Don’t take Visit Years for granted

SINGAPORE, 1 August 2019; We might be forgiven for thinking Visit Year promotions are more trouble than they are worth.  A few countries hold on to them like precious life rafts hoping they will keep a tourism economy afloat.

Both Malaysia and Nepal are heading for Visit Year campaigns in 2020 in that frame of mind and possibly for entirely different reasons. They probably share the same optimism that a good old fashioned tourism campaign will do the trick to rejuvenate a country’s popularity.

Thailand created the first Visit Year campaign back in 1987, but Malaysia fine-tuned the concept accumulating four under its belt and heading for its fifth edition in 2020.

The latest effort has suffered a rough introduction due to trivial mistakes and negative responses from travel consumers fuelled by a love for nit-picking.

It has taken two attempts to come up with a suitable campaign logo. The first one launched during the ASEAN Tourism Forum hosted in Chiang Rai in 2018 ended in a trashcan.

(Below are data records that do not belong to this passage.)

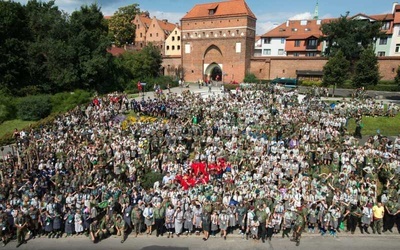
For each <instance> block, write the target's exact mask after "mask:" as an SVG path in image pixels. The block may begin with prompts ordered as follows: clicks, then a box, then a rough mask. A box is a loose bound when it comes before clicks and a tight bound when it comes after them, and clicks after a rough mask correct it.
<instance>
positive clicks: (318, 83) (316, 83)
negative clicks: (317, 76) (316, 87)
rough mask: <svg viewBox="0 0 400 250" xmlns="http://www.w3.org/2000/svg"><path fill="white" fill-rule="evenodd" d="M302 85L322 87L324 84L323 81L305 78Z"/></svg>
mask: <svg viewBox="0 0 400 250" xmlns="http://www.w3.org/2000/svg"><path fill="white" fill-rule="evenodd" d="M301 85H302V86H308V87H311V86H316V87H321V86H322V81H310V80H303V81H301Z"/></svg>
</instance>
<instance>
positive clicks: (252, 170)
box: [0, 85, 400, 246]
mask: <svg viewBox="0 0 400 250" xmlns="http://www.w3.org/2000/svg"><path fill="white" fill-rule="evenodd" d="M162 95H163V97H161V95H158V97H159V98H154V99H153V98H141V97H139V98H136V99H134V98H132V99H130V98H128V97H127V96H125V95H123V94H119V93H112V94H109V95H106V96H102V97H95V98H94V99H93V101H92V102H91V103H90V104H88V105H84V106H80V107H77V108H75V109H74V110H71V111H70V112H68V113H66V114H63V115H60V116H59V117H58V118H57V119H55V120H54V122H53V123H52V124H50V125H47V126H42V127H40V128H37V129H33V128H32V129H31V130H22V131H16V132H15V133H14V137H15V141H16V145H17V146H16V149H15V152H14V154H12V153H7V154H6V155H3V157H2V158H3V160H2V162H1V163H0V165H1V168H0V170H1V171H0V173H1V176H0V178H1V184H0V185H1V187H0V225H1V227H0V229H1V230H0V238H1V240H2V243H3V245H6V244H7V243H8V242H9V241H10V240H11V239H13V238H16V239H17V244H18V245H17V246H19V245H21V244H23V243H25V242H26V240H27V239H34V238H36V237H48V238H60V237H72V236H75V235H86V236H88V237H89V239H90V240H92V241H93V242H99V241H101V240H104V239H106V238H107V237H109V236H111V235H118V236H120V237H121V242H122V243H123V242H124V241H125V240H126V239H127V238H128V237H132V238H135V237H138V236H139V237H140V236H141V235H147V236H149V235H155V236H156V237H160V236H164V237H165V236H166V237H167V238H174V237H175V238H177V237H182V236H185V237H186V236H188V237H190V236H189V235H192V234H193V235H201V236H202V237H201V238H202V239H203V240H204V241H207V240H208V239H209V238H210V237H217V236H218V237H219V238H220V237H221V238H222V239H226V238H227V237H230V236H231V235H232V234H240V235H241V237H237V239H238V240H241V239H243V240H258V241H260V242H265V241H268V240H272V238H273V237H283V238H285V237H288V238H290V239H291V240H292V241H295V242H296V244H297V245H298V244H300V237H301V235H302V233H307V234H321V235H331V236H332V237H337V236H338V234H345V233H349V234H354V233H355V232H356V231H357V232H360V233H365V234H369V233H376V234H382V233H391V232H393V229H396V231H397V232H398V233H400V136H397V137H392V138H391V137H386V136H382V135H380V134H379V133H378V134H376V135H374V136H371V137H369V138H364V140H365V141H366V142H365V143H364V141H363V142H361V138H362V126H361V125H362V117H363V116H365V115H370V116H382V115H386V116H388V118H387V119H390V116H395V115H396V114H397V112H398V106H397V105H395V104H389V105H388V106H385V105H384V104H383V103H381V102H377V101H375V100H373V99H365V98H362V99H361V98H356V97H353V98H351V99H343V100H341V101H339V102H337V103H335V104H334V105H331V103H328V102H326V101H324V100H322V99H321V97H320V96H319V95H317V94H315V92H310V93H308V94H307V95H305V96H304V98H299V94H298V92H297V90H291V91H287V90H285V89H284V88H281V87H279V86H268V85H264V86H260V85H256V86H253V87H247V88H245V89H239V88H238V89H236V90H232V91H223V93H218V94H215V93H214V94H210V95H208V96H207V97H204V96H201V95H200V94H194V93H191V92H190V91H187V90H184V91H183V92H182V94H175V93H170V92H168V93H166V94H165V95H164V94H162ZM129 114H130V115H131V116H133V117H135V118H137V119H129V118H130V117H129V116H130V115H129ZM140 117H152V118H153V119H147V120H146V119H140ZM351 118H353V119H355V121H356V122H357V129H356V131H349V130H348V129H347V128H348V123H349V120H350V119H351ZM159 176H162V179H161V178H160V179H156V178H153V177H159ZM153 180H154V181H153ZM149 182H150V184H149ZM394 233H396V232H394Z"/></svg>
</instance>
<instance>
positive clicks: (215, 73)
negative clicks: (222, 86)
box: [204, 62, 222, 81]
mask: <svg viewBox="0 0 400 250" xmlns="http://www.w3.org/2000/svg"><path fill="white" fill-rule="evenodd" d="M221 66H222V65H219V64H217V63H215V62H213V63H211V64H210V65H208V66H207V67H206V70H205V72H204V74H205V78H206V79H207V80H212V81H221V80H222V69H221Z"/></svg>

Malaysia’s Prime Minister Dr Mahathir Mohamad relaunched the Visit Malaysia 2020 campaign with a new logo earlier this month. It has managed to scrape by with a “pass mark,” but not before critics claimed the English tagline was grammatically incorrect.

It wasn’t, but as one wise newspaper columnist noted it was definitely “clumsy”.  He blamed it on missing punctuation, while the unperturbed Dr Mahathir pressed the launch buttons reminding the audience he had done this before; in fact twice once in 1990 and again in 1994.

That should raise alarm bells if not for anything else other than you can do a perfectly good idea to death.

Nepal has almost done Visit Year campaigns to death, having hosted Visit Year promotions in 1998 and again in 2011.

It could be guilty of placing too much confidence in a 1990s marketing concept that flourished in the pre-digital era but will struggle to capture our imagination in 2020.

You could point to the 30-year gap as one reason, but there others beyond the obvious one that suggests the Visit Year campaigns may have passed their sell-date.

In truth, the latest Nepal Visit Year is really a salvaged version of a campaign year that was supposed to unfold in 2018. That doesn’t bode well for its chances of success in 2020.

Belatedly, Nepal hopes to pin the 2020 Visit Year to the theme “Lifetime Experiences.” The tagline conjures up images of the great outdoors and the unique attractions of the country’s famous Himalayan peaks.

Having faith in a time-tested campaign is fine, but “visit year” promotions no longer appear on the lists of the World’s most innovative campaigns. Destinations Ireland and Iceland both gain a mention on the top 10 lists of creative campaigns, based on their success as location shoots for popular TV series.

Perhaps we have seen enough Visit Year campaigns, or possibly the host countries are not telling us what we all would like to hear.  Why bother with a Visit Year campaign if the objectives and the content are not explicit?

Usually, the glossy promotions and launch ceremonies concentrate on the need to attract more tourist arrivals without actually identifying the core activities or content that will make the campaign work and appealing to travel consumers.

What’s so special about the two campaigns that will encourage us to visit in 2020 as opposed to 2021? 

Answer that, and we might pack our suitcases. Or course, there are simple features that can make a “Visit Year” work. If a country offers visa-free travel for everyone during the year, then that could be viewed as exceptional to warrant a traveller’s consideration.

When governments relax rules, open new airports and introduce new destinations or green initiatives, they may have identified appropriate content to drive a successful Visit Year campaign.

Unfortunately, when the thinking caps are donned, the Visit Year features usually turn out to be a repetition of an annual festivals list.  That doesn’t work.  Back to the classroom to brainstorm how to deliver a strong enough reason why we should visit your country in 2020. It will have to be an exceptionally inspiring offer one we cannot refuse.